[PythonCE] remote-console

Thomas Heller theller at ctypes.org
Wed Feb 21 14:35:10 CET 2007


Ruben Miguelez Garcia schrieb:
>> Ah, great.  Yes, the current version only works on Windows, it requires
>> that the device is connected via ActiveSync.  The CeRemoteAPI is used to
>> transfer the client script to the device, and start the interpreter there. 
>> Sorry for this limitation.  
> 
>> Is there something on Linux that allows to 
>> transfer files and start processes on the PDA?
> 
> I really don't know because I didn't have time to investigate it and my 
> application is already finished, so I won't work more with the PDA for some 
> time.
> 
> But I think It should be possible.
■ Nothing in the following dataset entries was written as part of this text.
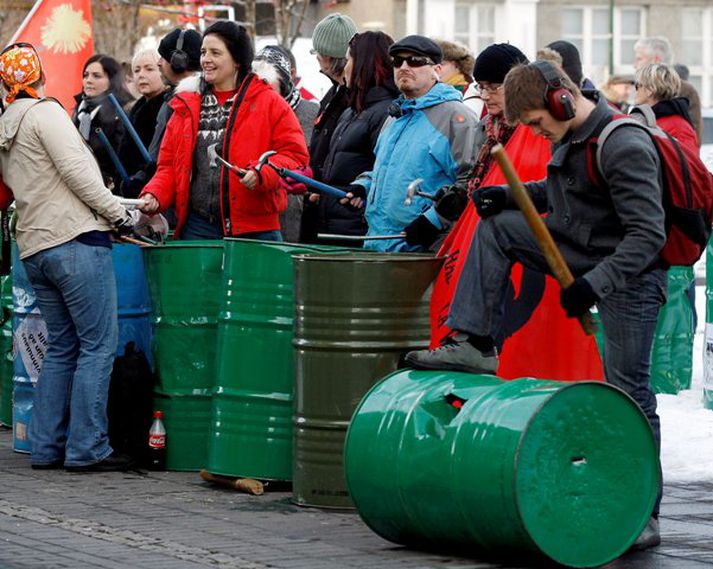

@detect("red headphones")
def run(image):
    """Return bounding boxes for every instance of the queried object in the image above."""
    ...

[531,60,576,121]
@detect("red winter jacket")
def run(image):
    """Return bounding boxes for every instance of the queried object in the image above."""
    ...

[656,114,699,154]
[142,74,309,237]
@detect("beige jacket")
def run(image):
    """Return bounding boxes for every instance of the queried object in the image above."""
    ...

[0,98,127,259]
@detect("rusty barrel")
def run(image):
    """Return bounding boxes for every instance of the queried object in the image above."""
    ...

[292,252,442,508]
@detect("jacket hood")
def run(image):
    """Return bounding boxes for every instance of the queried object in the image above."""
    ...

[174,74,201,95]
[652,97,694,128]
[0,98,43,151]
[395,82,462,113]
[170,74,274,113]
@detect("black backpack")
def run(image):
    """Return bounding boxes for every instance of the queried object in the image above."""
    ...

[107,342,155,464]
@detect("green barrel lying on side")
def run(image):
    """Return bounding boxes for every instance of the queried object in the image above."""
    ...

[293,252,443,508]
[345,370,659,568]
[145,240,224,471]
[207,240,348,480]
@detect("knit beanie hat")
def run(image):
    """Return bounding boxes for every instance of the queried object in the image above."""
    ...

[158,28,203,72]
[473,43,528,84]
[312,13,358,58]
[545,40,583,87]
[254,45,293,96]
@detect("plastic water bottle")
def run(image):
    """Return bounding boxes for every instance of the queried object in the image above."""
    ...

[148,410,167,471]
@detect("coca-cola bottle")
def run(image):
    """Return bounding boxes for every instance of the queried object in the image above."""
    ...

[147,410,167,471]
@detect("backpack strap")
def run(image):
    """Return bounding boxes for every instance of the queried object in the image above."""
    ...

[628,104,657,128]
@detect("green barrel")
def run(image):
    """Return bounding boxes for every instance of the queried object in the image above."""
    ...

[345,370,659,568]
[145,240,224,471]
[706,241,713,409]
[0,274,12,426]
[207,240,348,480]
[293,252,443,508]
[593,267,695,395]
[650,266,694,394]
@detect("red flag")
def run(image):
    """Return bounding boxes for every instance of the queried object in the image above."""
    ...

[430,125,604,382]
[9,0,93,112]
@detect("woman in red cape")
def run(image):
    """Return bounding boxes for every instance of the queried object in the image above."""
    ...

[429,48,603,381]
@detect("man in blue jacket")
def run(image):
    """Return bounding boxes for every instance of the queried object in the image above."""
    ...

[345,35,478,252]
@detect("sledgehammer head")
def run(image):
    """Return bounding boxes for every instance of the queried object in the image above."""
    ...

[404,178,425,206]
[207,143,220,168]
[254,150,278,173]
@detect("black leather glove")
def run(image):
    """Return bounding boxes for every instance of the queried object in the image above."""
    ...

[345,184,367,200]
[472,185,507,218]
[433,184,468,222]
[114,210,135,236]
[560,277,599,318]
[404,215,440,248]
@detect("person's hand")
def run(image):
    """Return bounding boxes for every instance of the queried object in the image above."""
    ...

[307,192,320,204]
[472,185,507,218]
[560,277,599,318]
[340,184,367,209]
[114,209,135,236]
[242,169,258,190]
[404,215,440,248]
[433,184,468,221]
[280,166,312,195]
[139,193,160,214]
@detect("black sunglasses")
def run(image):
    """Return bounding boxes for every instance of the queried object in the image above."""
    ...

[391,55,435,69]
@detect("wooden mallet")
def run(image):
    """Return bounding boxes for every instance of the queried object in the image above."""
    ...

[491,144,596,336]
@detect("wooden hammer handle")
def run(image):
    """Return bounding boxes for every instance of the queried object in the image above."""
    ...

[491,144,596,336]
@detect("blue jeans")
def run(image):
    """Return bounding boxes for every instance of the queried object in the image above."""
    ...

[449,212,667,515]
[23,240,118,467]
[180,210,283,242]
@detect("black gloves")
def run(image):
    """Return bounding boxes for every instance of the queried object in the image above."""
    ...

[114,210,135,236]
[404,215,440,248]
[433,184,468,222]
[345,184,367,200]
[472,185,507,218]
[560,277,599,318]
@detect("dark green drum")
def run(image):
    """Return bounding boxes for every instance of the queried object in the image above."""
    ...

[292,252,442,508]
[345,369,660,568]
[145,241,223,471]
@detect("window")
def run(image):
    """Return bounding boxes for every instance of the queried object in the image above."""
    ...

[561,6,645,85]
[682,7,713,107]
[454,3,496,53]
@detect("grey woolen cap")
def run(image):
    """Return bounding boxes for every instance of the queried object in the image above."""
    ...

[312,13,358,58]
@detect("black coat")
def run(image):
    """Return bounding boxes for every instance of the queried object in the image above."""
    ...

[118,93,166,179]
[72,91,132,189]
[315,85,399,237]
[308,82,350,181]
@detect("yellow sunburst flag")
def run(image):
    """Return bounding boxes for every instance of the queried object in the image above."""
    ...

[40,4,91,55]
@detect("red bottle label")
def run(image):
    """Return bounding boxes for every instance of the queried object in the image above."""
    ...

[149,434,166,449]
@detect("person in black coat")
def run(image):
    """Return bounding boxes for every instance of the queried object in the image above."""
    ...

[72,54,134,191]
[316,31,400,240]
[117,49,168,198]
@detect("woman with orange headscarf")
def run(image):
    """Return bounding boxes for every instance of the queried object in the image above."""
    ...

[0,43,134,472]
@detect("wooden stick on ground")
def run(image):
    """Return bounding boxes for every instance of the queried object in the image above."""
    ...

[491,144,596,336]
[199,469,265,495]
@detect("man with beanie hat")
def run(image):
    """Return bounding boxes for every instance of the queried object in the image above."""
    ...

[342,34,479,252]
[122,28,203,202]
[545,40,596,89]
[301,13,358,241]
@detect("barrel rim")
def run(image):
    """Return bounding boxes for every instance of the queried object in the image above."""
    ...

[293,253,445,263]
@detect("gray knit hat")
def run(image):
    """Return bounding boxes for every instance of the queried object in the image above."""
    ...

[312,13,358,58]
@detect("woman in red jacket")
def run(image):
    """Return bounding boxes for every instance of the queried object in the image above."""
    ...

[140,21,309,240]
[634,63,699,152]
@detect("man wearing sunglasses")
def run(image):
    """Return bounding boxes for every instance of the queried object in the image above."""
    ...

[344,35,478,252]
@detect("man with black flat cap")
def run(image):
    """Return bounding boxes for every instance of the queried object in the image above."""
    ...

[343,34,478,252]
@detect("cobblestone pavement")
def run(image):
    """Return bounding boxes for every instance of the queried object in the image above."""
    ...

[1,427,712,569]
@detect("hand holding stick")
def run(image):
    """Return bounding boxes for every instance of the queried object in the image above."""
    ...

[491,144,596,336]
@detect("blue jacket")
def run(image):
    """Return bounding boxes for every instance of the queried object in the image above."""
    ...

[353,82,478,252]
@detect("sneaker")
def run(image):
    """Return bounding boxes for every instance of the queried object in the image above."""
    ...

[629,517,661,551]
[405,337,498,374]
[65,452,134,473]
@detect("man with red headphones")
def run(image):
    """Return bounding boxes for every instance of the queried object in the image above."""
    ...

[407,60,666,551]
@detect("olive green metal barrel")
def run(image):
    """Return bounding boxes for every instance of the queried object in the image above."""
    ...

[345,370,659,568]
[0,274,12,426]
[207,240,348,480]
[145,241,224,471]
[293,253,443,508]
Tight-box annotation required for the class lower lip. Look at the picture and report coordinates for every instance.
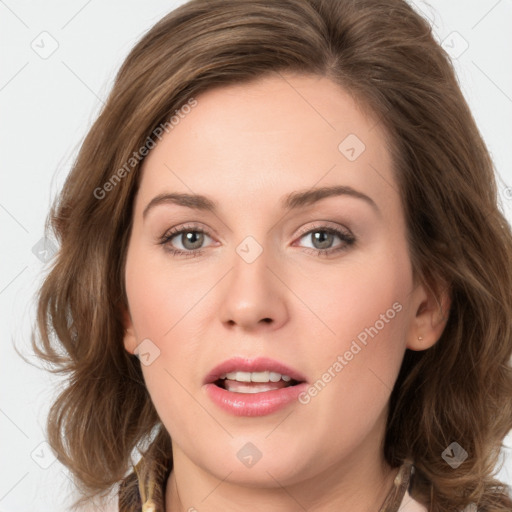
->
[204,382,308,417]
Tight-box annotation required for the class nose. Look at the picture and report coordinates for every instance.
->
[218,245,289,332]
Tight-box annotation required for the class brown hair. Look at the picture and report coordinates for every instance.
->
[33,0,512,510]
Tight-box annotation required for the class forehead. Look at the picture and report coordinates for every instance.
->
[135,73,398,218]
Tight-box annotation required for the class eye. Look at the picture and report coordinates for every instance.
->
[295,225,355,256]
[159,224,214,257]
[158,223,355,258]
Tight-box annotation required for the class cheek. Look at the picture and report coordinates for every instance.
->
[294,249,411,363]
[290,251,411,437]
[124,240,215,342]
[124,245,220,435]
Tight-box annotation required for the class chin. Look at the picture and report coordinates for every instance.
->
[189,434,318,487]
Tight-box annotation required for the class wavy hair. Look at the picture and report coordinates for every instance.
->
[33,0,512,510]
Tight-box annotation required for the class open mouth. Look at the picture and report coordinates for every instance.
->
[214,371,302,394]
[204,358,308,415]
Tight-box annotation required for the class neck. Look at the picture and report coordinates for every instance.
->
[165,413,397,512]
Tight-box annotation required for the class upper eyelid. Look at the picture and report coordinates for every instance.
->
[162,221,351,235]
[162,222,211,236]
[295,221,352,236]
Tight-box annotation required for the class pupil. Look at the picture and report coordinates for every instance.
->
[183,231,204,250]
[313,231,333,249]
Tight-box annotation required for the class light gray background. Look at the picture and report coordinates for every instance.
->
[1,1,511,510]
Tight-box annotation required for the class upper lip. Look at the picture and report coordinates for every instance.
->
[204,356,308,384]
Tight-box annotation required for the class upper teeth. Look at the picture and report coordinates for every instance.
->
[220,371,292,383]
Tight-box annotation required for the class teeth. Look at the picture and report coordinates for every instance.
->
[228,371,252,382]
[251,371,269,382]
[221,371,293,383]
[269,372,281,382]
[229,384,277,394]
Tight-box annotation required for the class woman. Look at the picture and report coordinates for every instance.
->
[33,0,512,510]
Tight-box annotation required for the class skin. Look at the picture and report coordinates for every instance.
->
[123,72,449,512]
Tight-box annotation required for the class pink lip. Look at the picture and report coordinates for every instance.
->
[203,356,307,384]
[203,357,308,417]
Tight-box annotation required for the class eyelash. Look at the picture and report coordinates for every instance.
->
[158,223,356,258]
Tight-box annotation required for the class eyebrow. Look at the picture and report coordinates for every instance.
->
[142,185,379,219]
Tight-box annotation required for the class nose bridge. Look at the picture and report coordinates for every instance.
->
[218,234,288,330]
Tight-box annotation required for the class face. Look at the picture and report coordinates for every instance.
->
[123,73,428,490]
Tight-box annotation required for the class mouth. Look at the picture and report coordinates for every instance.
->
[213,371,301,394]
[204,357,308,416]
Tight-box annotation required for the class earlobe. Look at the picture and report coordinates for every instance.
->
[406,280,451,351]
[122,309,138,354]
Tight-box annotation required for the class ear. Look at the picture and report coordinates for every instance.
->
[406,278,451,351]
[122,308,138,354]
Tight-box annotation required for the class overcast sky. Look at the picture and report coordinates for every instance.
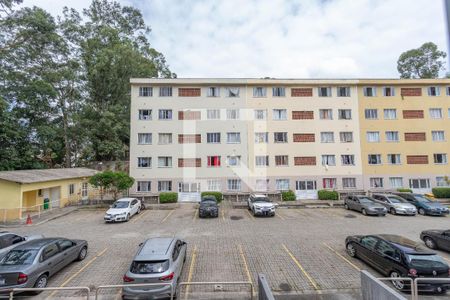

I just connected the usb cable from the 
> cradle to my laptop and this is the output from the kernel:
> 
> --------------------
> # dmesg
> usb 2-1: new full speed USB device using uhci_hcd and address 2
> drivers/usb/serial/usb-serial.c: USB Serial support registered for Generic
> usbcore: registered new driver usbserial_generic
> usbcore: registered new driver usbserial
> drivers/usb/serial/usb-serial.c: USB Serial Driver core v2.0
> drivers/usb/serial/usb-serial.c: USB Serial support registered for PocketPC 
> PDA
> drivers/usb/serial/ipaq.c: USB PocketPC PDA driver v0.5
> ipaq 2-1:1.0: PocketPC PDA converter detected
> usb 2-1: PocketPC PDA converter now attached to ttyUSB0
> usbcore: registered new driver ipaq
> ---------------------
> 

I found the synce project on sourceforge.  This contains a rapi library that
emulates the rapi.dll on Windows.

I have adapted the remote console sources so that it also works on linux
(tested on Ubuntu).

I'm not a Linux expert, but here is (in short) what I did:

- Installed the synce-serial, synce-dccm, libsynce0, librapi packages.
- Cradled the CE device into the USB connector (I use a Dell X50 PDA,
  with Windows Mobile 2003)
- Run these commands (some or all of them with sudo):
  modprobe ipaq
  synce-serial-config ttyUSB0
  synce-serial-start

Now the device connects to the PC, and I can run console.py.
Note that there should be no need to adjust anything in the console.py
or the client.py sources (at least if you use the default IP address that
synce suggests: 192.168.131.102).

console.py accepts some command line switches that the python interpreter
also understands.  Useful are probably "-c <statements>" and "-m <module>".